DigitalFUTURES 2026 Kicks Off at Tongji University to Reimagine Reborn Architecture
Release time:2026-06-28

The 16th DigitalFUTURES Summer Workshop officially opened at the College of Architecture and Urban Planning (CAUP), Tongji University, launching a nine-day global interdisciplinary forum themed Architecture: How to be Reborn?.

Hosted by Tongji University, the event assembled an unprecedented global cohort: 127 tutors, 487 participants and 61 teaching assistants from 46 institutions across 11 countries and regions, selected from 1,580 worldwide applications. Including Tongji UniversityExecutive Vice President  Lü Peiming, CAUP Dean Professor Philip F. Yuan and Member of Chinese Academy of Engineering Wu Zhiqiang delivered opening remarks, welcoming cross-border innovators to reshape architecture amid AI transformation.

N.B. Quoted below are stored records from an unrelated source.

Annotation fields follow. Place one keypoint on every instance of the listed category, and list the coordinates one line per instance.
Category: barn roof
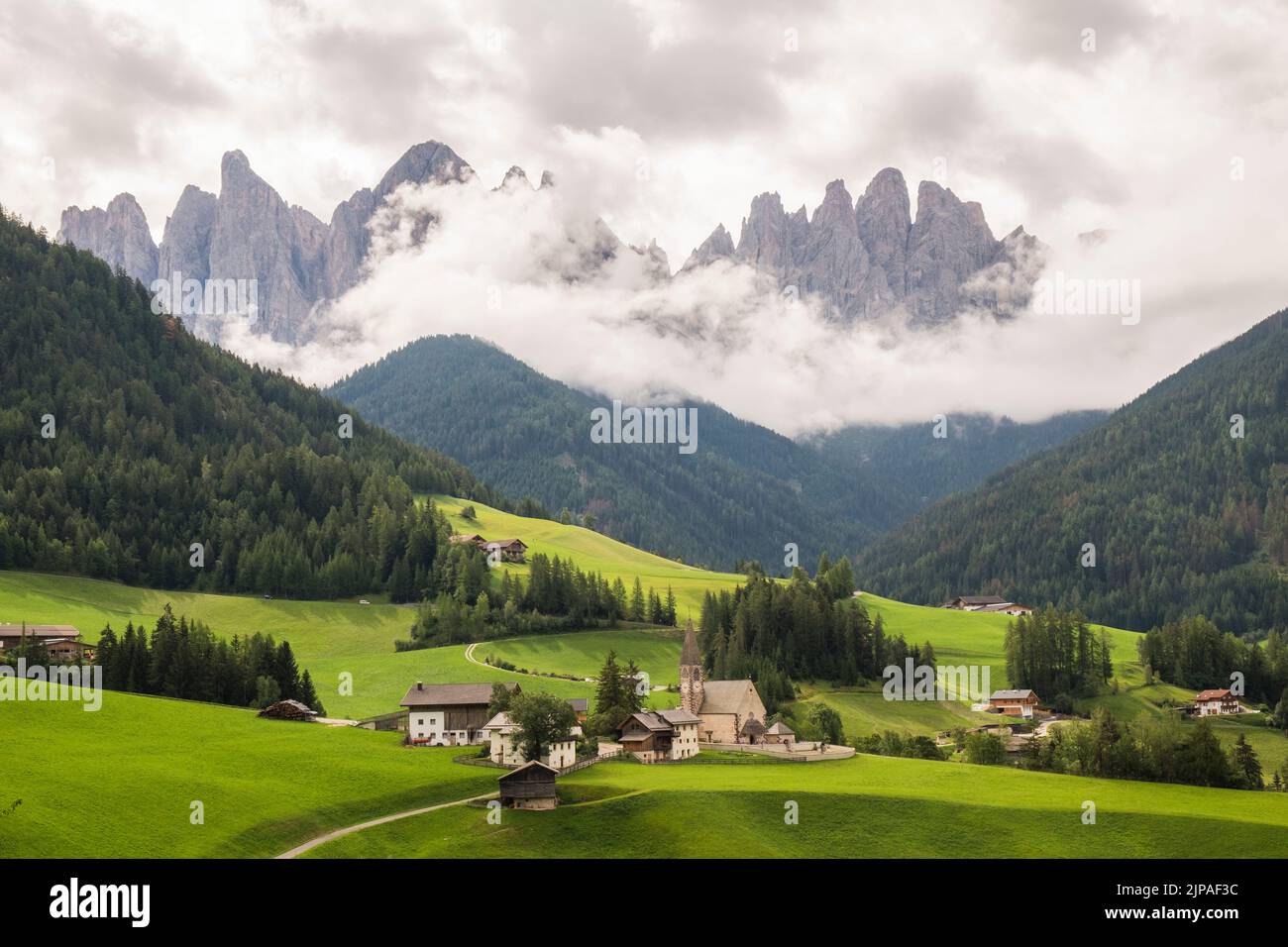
(1212, 694)
(524, 768)
(39, 631)
(679, 715)
(421, 694)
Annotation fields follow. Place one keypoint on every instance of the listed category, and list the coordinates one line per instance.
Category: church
(730, 710)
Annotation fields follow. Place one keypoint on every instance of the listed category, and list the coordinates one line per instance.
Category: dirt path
(351, 830)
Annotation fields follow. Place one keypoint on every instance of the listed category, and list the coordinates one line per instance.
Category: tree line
(124, 441)
(802, 629)
(558, 596)
(184, 659)
(1196, 654)
(1059, 655)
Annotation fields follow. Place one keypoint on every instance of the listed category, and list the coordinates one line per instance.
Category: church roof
(730, 697)
(690, 655)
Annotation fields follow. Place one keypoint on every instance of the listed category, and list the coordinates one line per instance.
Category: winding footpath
(351, 830)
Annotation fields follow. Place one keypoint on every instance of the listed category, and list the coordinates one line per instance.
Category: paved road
(351, 830)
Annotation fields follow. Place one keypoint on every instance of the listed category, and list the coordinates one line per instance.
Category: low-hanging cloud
(526, 269)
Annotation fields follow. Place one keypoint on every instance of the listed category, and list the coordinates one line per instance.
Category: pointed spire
(690, 654)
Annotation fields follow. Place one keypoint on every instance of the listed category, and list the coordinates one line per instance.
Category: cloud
(665, 119)
(515, 266)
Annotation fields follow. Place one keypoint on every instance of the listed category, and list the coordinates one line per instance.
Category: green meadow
(120, 783)
(267, 787)
(591, 552)
(864, 806)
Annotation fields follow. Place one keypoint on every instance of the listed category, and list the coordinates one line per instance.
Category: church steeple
(691, 673)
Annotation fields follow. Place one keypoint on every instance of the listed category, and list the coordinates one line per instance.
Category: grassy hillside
(268, 787)
(864, 806)
(591, 552)
(140, 763)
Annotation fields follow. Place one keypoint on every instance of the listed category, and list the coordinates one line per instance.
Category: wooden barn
(531, 787)
(288, 710)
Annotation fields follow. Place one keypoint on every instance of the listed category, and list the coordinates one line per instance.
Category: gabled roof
(526, 767)
(421, 694)
(39, 631)
(1212, 694)
(977, 599)
(501, 722)
(729, 697)
(678, 716)
(649, 720)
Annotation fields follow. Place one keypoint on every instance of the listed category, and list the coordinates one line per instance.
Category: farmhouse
(62, 642)
(1014, 702)
(447, 714)
(472, 539)
(730, 710)
(510, 551)
(531, 787)
(505, 750)
(665, 735)
(1214, 702)
(973, 603)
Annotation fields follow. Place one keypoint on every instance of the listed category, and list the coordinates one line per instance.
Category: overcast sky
(1164, 124)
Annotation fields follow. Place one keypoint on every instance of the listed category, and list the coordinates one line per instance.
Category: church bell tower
(691, 673)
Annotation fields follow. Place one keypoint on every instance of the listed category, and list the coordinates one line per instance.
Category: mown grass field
(592, 552)
(863, 806)
(268, 787)
(121, 781)
(656, 651)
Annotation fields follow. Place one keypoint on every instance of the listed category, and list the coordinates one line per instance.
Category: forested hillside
(743, 495)
(745, 492)
(1185, 518)
(124, 441)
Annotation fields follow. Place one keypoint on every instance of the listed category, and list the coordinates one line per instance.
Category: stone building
(730, 710)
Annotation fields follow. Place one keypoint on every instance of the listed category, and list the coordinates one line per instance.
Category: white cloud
(665, 120)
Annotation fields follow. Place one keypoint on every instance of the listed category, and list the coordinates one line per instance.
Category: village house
(503, 748)
(531, 787)
(730, 710)
(509, 551)
(60, 642)
(664, 735)
(447, 714)
(1215, 702)
(1014, 702)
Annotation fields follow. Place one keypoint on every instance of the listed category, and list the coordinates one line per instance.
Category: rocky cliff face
(117, 235)
(864, 258)
(249, 232)
(868, 258)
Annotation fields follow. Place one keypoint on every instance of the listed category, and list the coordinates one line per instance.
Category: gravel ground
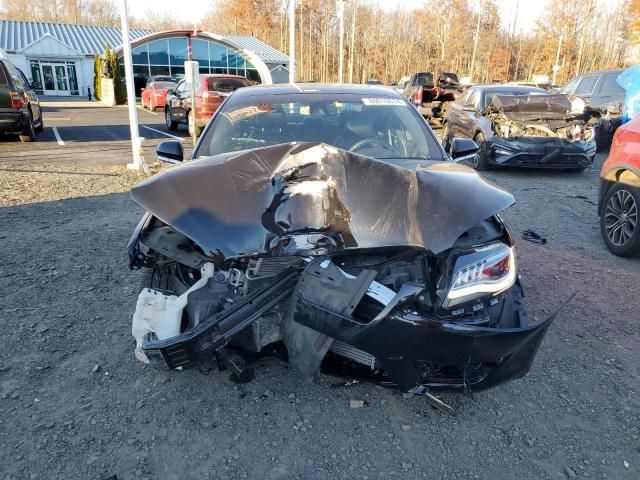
(74, 403)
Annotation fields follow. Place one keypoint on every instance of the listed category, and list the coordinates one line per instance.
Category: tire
(29, 135)
(171, 125)
(480, 160)
(446, 138)
(192, 125)
(619, 220)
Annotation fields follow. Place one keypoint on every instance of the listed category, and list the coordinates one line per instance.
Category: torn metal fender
(244, 203)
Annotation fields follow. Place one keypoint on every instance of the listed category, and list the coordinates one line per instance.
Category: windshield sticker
(384, 101)
(244, 113)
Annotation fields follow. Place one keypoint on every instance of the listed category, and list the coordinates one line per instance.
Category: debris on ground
(531, 236)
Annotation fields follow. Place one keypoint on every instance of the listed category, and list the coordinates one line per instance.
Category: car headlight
(488, 270)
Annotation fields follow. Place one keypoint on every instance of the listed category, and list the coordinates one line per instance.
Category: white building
(60, 57)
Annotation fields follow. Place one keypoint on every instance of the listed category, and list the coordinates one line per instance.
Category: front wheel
(619, 220)
(171, 125)
(480, 160)
(29, 135)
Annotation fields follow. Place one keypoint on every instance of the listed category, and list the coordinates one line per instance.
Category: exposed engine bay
(552, 115)
(409, 274)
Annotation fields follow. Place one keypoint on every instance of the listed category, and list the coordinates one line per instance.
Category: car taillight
(17, 101)
(487, 270)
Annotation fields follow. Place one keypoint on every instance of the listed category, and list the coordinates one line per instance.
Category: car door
(469, 114)
(31, 95)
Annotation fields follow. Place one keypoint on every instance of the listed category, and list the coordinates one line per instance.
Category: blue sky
(192, 10)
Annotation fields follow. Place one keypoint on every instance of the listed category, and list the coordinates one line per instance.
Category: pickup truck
(432, 96)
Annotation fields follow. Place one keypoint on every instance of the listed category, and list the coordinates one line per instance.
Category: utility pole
(340, 8)
(292, 41)
(556, 67)
(136, 143)
(352, 52)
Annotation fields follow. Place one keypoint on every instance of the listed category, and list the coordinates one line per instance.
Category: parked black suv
(19, 107)
(601, 92)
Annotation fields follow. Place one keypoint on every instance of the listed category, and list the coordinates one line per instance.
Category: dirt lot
(74, 403)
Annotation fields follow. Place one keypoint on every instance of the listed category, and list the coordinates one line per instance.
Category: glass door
(49, 80)
(62, 82)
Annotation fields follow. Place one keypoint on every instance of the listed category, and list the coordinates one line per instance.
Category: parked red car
(154, 95)
(210, 93)
(619, 199)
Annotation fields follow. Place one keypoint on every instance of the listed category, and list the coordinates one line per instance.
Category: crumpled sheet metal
(629, 79)
(237, 203)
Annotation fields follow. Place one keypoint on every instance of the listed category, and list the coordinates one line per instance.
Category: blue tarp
(630, 81)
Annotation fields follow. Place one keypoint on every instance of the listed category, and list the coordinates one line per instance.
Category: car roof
(315, 88)
(507, 86)
(600, 72)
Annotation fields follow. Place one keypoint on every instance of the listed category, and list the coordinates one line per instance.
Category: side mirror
(170, 151)
(461, 149)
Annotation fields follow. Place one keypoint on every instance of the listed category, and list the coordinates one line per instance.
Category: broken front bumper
(420, 351)
(540, 152)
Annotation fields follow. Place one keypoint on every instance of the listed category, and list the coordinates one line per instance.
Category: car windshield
(373, 126)
(160, 85)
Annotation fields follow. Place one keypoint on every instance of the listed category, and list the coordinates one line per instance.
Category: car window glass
(586, 85)
(225, 84)
(15, 75)
(570, 87)
(463, 99)
(383, 128)
(23, 77)
(610, 85)
(474, 99)
(3, 76)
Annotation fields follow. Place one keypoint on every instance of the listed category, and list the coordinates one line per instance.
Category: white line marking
(162, 133)
(145, 110)
(55, 132)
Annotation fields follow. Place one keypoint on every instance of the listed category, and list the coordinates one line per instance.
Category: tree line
(464, 36)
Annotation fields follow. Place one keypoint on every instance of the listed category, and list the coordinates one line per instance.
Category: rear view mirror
(461, 149)
(170, 151)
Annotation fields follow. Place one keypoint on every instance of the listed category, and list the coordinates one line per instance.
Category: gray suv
(19, 107)
(601, 92)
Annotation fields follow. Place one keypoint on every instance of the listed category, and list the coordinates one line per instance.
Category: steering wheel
(372, 142)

Four leading keynote speakers unpacked paradigm shifts across disciplines. Jenny Sabin, Cornell University professor and the 12th DigitalFUTURES Fellow, advocated architects as interdisciplinary coordinators merging biology, responsive materials and computational fabrication. ZHA China President Satoshi Ohashi framed buildings as evolving urban infrastructure rather than isolated volumes. AMD AI expert Zan Zhongyang unpacked edge AI agents reshaping design workflows, while NUS scholar Rudi Stouffs proposed data-driven urban modeling for climate and social resilience.


Thirty-seven offline workshop tracks cover cutting-edge agendas: generative AI material design, robotic rammed earth construction, circular bio-waste fabrication, LLM-powered ancient architecture computation and AI Agent spatial design, integrating robotic manufacturing, zero-carbon planning and mixed reality urban spaces.


As a landmark global platform for computational architecture since 2011, DigitalFUTURES 2026 transcends technical training. It builds a cross-cultural dialogue hub redefining architectural identity in the AI era, bridging academic research, industrial innovation and sustainable urban governance. By uniting global minds to rethink material cycles, human-machine collaboration and climate-responsive built environments, the workshop charts actionable pathways for architecture’s rebirth amid global ecological and digital transitions.